I
was watching The Girl the other night
and something Hitchcock said to Tippi Hedren has stuck with me. I can’t stop
thinking about, even days later, and how it plays to the vanity of Hitchcock
(specifically) and writers (in general).
In
the scene where Tippi (played by Sienna
Miller) and Hitchcock (played by Toby Jones) discuss her character’s motivation
for going into the attic alone, knowing there would be birds there, (they were
filming The Birds at the time). Tippi asked, “Why would Melanie go into that
attic all alone?”
Hitchcock
replied, “Because I want her to.”
Because I want her to.
While
a cinematic genius like Hitchcock might be able to get away with that, for a lowly
novelist like me, writing takes a bit more work. Just because I want my characters to do something, doesn’t
mean I should make them do it. There has to be a reason my characters do and say the things they do and it's my job to give them that reason.
It's called motivation.
Motivation
is what a writer weaves throughout a plot to bind it tight. Motivation is what
makes even the implausible seem possible. Even the most unlikely seem
inevitable. But what is it? A traumatic past? Money? Love? Revenge?
I
can’t simply decide I want my protagonist to rob a bank or rescue a bunch of
kids from a burning orphanage. There has to be a trigger that sets them on the
course. Are they days away from losing their home to foreclosure? Is their
child in need of a lifesaving operation and the insurance company refuses to
pay. Did they lose a loved one to a fire? Did they grow up in an orphanage
themselves?
These
are seeds from which future action grow and if you want your novel to feel real,
they must be planted. From these seeds should sprout a chain of events, fed on
emotion and tended by circumstance, that will inevitably lead your
protagonist to a place where the life-altering decisions they make are the only
ones that make sense.
Look at it this way...
If
a novel is a vehicle, then motivation is the fuel in the tank. It makes us move
and takes us places. Maybe even places we never had any intention of going.

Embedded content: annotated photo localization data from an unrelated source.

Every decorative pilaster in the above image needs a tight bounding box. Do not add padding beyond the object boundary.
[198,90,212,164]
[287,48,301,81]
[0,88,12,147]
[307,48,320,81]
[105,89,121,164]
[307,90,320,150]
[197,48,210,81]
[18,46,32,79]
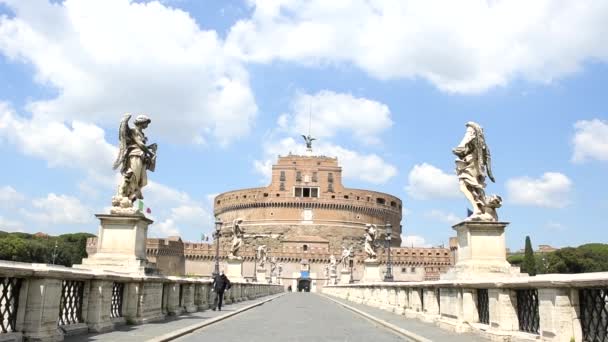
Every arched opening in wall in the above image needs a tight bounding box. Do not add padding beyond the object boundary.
[303,245,308,252]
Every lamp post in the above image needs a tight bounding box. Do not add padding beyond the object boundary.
[213,217,223,278]
[384,222,394,282]
[349,258,354,283]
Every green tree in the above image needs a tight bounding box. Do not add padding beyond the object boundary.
[523,236,536,276]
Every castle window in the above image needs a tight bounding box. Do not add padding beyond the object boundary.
[294,186,319,198]
[280,182,285,191]
[296,171,302,182]
[411,267,416,272]
[216,200,221,205]
[280,171,286,181]
[344,195,349,199]
[390,201,397,207]
[312,172,318,182]
[376,198,386,205]
[328,183,334,193]
[303,245,308,252]
[263,193,269,197]
[328,172,334,183]
[401,267,407,273]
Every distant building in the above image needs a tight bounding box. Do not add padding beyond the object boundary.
[87,150,454,290]
[538,244,558,253]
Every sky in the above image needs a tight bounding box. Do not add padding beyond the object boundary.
[0,0,607,251]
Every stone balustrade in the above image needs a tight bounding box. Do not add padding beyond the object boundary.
[0,261,283,342]
[323,272,608,342]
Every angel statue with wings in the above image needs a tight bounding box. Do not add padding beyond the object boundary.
[301,134,316,151]
[111,113,157,212]
[452,122,502,221]
[364,224,378,260]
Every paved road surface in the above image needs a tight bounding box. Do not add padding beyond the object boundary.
[175,293,409,342]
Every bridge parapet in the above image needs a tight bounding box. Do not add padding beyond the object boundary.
[0,260,283,342]
[323,273,608,342]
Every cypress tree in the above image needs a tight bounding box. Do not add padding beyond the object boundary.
[523,236,536,276]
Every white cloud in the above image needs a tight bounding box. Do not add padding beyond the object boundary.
[226,1,608,93]
[0,103,116,186]
[400,234,431,248]
[0,0,257,145]
[405,163,460,200]
[0,185,26,205]
[281,90,392,145]
[254,137,397,184]
[424,209,461,225]
[22,193,91,224]
[0,216,24,231]
[545,221,566,231]
[572,119,608,162]
[506,172,572,208]
[151,204,214,238]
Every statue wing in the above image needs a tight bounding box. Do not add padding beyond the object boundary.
[112,114,131,170]
[484,145,495,183]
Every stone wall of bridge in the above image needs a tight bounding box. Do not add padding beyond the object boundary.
[323,273,608,342]
[0,261,283,342]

Places we don't want to be... places we have a hard time visiting. If there's no
gas in the tank, that vehicle isn't moving. But if you put the wrong kind of
fuel in the tank then your vehicle breaks down completely. It becomes an undriveable hunk of crap that noboby wants to drive. Or read.
When
Hitchcock sent his character into that attic full of live, pissed off birds, he
wasn’t sending the character—he was
sending Hedren. He allowed his personal motivation to color the
actions of his character… and in doing so, changed the movie completely.
It was no longer about the story itself at all. It was about Hitchcock’s desire
to punish Hedren for finding him repulsive. In punishing Hedren, Hitchcock gave us a peek behind the curtain. Even though we may not have known it at the time,
we saw a writer at work and that is something your reader should never see.
The
stories we write should be seamless. Our characters
should be fully formed, with their own set of experiences that give their
choices weight and purpose and the conclusion those choices lead them to should
seem inevitable.
Anything
less would be a cheat—to myself as a writer and to people I write for.
2 comments:
Maegan,
What a wonderful post ~ you've made an excellent point. I watched the movie twice (which was difficult to do; not b/c it wasn't well done; the story itself was upsetting) and that line bothered me, too. I was saddened to learn that one of my idols of movie making treated an actress so poorly (I don't know how she handled so many takes on that attic scene).
Motivation is absolutely a requirement; Kurt Vonnegut said it well: "Every character should want something, even if it is only a glass of water.”
I really like your analogy of the novel and a vehicle ~ well done!
Thanks, Kathleen!
Vonnegut is right--whatever it is, there should be something that drives us all.